I was thinking of an ironic thing here a little while ago. In a world where there is starvation of millions of people—and this should never be, with our degree of technology and advancement, you know. To be in a food producing industry such as ours, or as in agriculture, you would think that that would be a pretty secure job. But it’s not.

We’re fighting for survival, ironically. The major threat that our fishing industry in southeast Alaska—I’m a troller, primarily. A troller—a long-liner—a troller is someone who tows hooks through the water, and entices the fish to bite. Salmon is the target species.

This industry—there are probably 1,500 families that are dependent on this livelihood, is on the chopping block. It is slated for destruction. It’s being destroyed by a lawsuit originating from an extreme left-of-center radical environmental, deep environmental group. How can they do this? It’s beyond anybody’s imagination that they would be able to get so far with this lawsuit, which they are winning.

This problem stems from the fact that, back in the seventies, we had legislation—the ESA (Endangered Species Act), the EPA (Environmental Protection Act), and all these kind of things. It was thought, this is a really good idea. And there were some good intentions there. But it’s been weaponized. It’s being used to shut down industry, critical infrastructure, and this is the problem that I wanted to point out.
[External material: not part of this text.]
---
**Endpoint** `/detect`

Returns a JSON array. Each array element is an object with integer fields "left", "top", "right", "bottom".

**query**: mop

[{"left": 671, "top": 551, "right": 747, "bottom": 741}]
We need to do something.

In fact, a weaponized ESA not only poses an immediate threat by disrupting food production, but unless serious flaws in the legislation are addressed now, the nationwide infrastructure upgrade necessary to put the economy on a solid footing will be next to impossible.

We need that platform of infrastructure in order to be able to—well, you know, peace is equivalent with development, and we can’t develop under this situation.

I can’t imagine the great projects of our nation’s past, like the TVA, or the Four Corners, or rural electrification, or the Trans-Continental Railroad, ever happening within the straitjacket of these hyper-protectionist, zero-growth laws, in their present form.

Wouldn’t now be the time to make some changes?